Three more integrated care systems have announced their chief executives, leaving only one system which has not revealed whether it has appointed a chief executive.
Humber, Coast and Vale Health and Care Partnership has appointed current system leader Stephen Eames as CEO designate, while South Yorkshire and Bassetlaw has appointed chief executive of University Hospitals Derby and Burton Gavin Boyle to the role.
Mr Eames said: “I am extremely honoured to be appointed as ICS chief executive for Humber, Coast and Vale to help to lead our integrated care system into this new era.
“I look forward to building on the work of the partnership over the last five years to help build an even stronger partnership that will deliver better health and care for the future.”
Meanwhile, lead officer to Hertfordshire and West Essex ICS Jane Halpin has been appointed as the system’s CEO designate.
It was announced on Tuesday that Fiona Edwards has been given the role at Frimley ICS. Until last year, she was the chief executive of Surrey and Borders Partnership Foundation Trust. She is currently executive lead of Frimley Health ICS and accountable officer of the corresponding clinical commissioning group.
Frimley Health was, earlier this month, the only system rated level 1 under NHSE’s system oversight framework, meaning it is ”consistently high performing”.
Former Royal Cornwall Hospitals Trust CEO Kate Shields has also been confirmed as the ICS chief executive designate for the Cornwall and Isles of Scilly ICS. Ms Shields had held the role in its shadow form, while leading Kernow CCG, since the summer.
Her departure from the trust came shortly after HSJ revealed RCHT was taking “remedial action” following “inappropriate” payments made to board members. The trust said those payments had been ”incorrectly” processed and that recipients were “unaware”.
Earlier in the day, Ed Garratt was confirmed as chief executive designate of Suffolk and North East Essex ICS. He is already executive lead of the ICS, and is accountable officer of the three clinical commissioning groups in the area. It was one of the second “waves” of ICSs to be designated, in 2018, as the concept was being developed.
The latest appointments leave Buckinghamshire, Oxfordshire and Berkshire ICS as the only system yet to announce whether it has appointed a chief executive.
Six ICSs have confirmed they have failed to appoint a chief executive, including five in the Midlands — Staffordshire and Stoke-on-Trent, Black Country and West Birmingham, Coventry and Warwickshire, Shropshire, Telford and Wrekin, and Birmingham and Solihull.

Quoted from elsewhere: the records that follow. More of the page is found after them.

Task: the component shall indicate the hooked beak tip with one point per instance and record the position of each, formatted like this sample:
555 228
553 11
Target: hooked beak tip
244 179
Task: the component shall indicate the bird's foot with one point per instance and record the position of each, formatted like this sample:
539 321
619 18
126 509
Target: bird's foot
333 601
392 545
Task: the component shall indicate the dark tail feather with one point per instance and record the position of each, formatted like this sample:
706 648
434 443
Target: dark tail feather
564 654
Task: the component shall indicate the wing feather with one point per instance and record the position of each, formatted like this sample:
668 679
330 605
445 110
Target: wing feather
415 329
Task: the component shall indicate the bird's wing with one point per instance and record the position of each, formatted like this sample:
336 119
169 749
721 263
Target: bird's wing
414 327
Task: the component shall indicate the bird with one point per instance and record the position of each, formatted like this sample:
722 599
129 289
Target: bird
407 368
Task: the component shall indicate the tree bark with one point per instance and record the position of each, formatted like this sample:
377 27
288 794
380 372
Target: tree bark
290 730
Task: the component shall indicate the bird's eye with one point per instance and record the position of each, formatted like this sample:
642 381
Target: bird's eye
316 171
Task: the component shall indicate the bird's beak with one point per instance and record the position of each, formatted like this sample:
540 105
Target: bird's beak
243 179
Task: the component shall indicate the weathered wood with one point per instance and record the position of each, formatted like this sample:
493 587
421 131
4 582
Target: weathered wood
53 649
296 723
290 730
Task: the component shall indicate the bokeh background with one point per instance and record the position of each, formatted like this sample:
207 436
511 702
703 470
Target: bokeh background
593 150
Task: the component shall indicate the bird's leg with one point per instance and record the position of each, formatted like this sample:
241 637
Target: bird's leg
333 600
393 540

Black Country ICB chair designate Jonathan Fellows said: “Over the next few months we expect to restart the recruitment process to ultimately find someone who can work with system partners to create a fully mature, thriving ICB with a strong place-based approach to delivery and transformation. In the meantime we are working on interim arrangements to ensure strong leadership over this transitional period.”
In Birmingham and Solihull ICS David Melbourne, who has been leading the ICS’s development, will be designate interim chief executive of the ICB. Karen Helliwell will remain as interim accountable officer of the CCG.
The Shropshire ICS said the “recruitment process to identify a permanent chief executive will restart imminently”. It said the incumbent, Mark Brandreth, had “decided not to pursue this opportunity” but that he would remain in the interim.
Greater Manchester is the sixth system that failed to recruit. It is one of the largest ICSs and has been regarded by some as a leader in integration and system working, having been made a “devolved” NHS region five years ago, and becoming one of the first ICSs. Its interim lead, Sarah Price, will continue as interim chief officer until another attempt in the new year.
The systems will carry out the next round of recruitment over the next couple of months.
The new CEOs are “chief executive designates” for the NHS Integrated Care Body for their ICS, and will be confirmed in this role if the Health and Care Bill is passed by Parliament, as expected, early next year. Under the bill, ICBs will from April be the part of ICSs’ structure which will make most executive decisions and will control NHS resources, including taking on the functions of CCGs.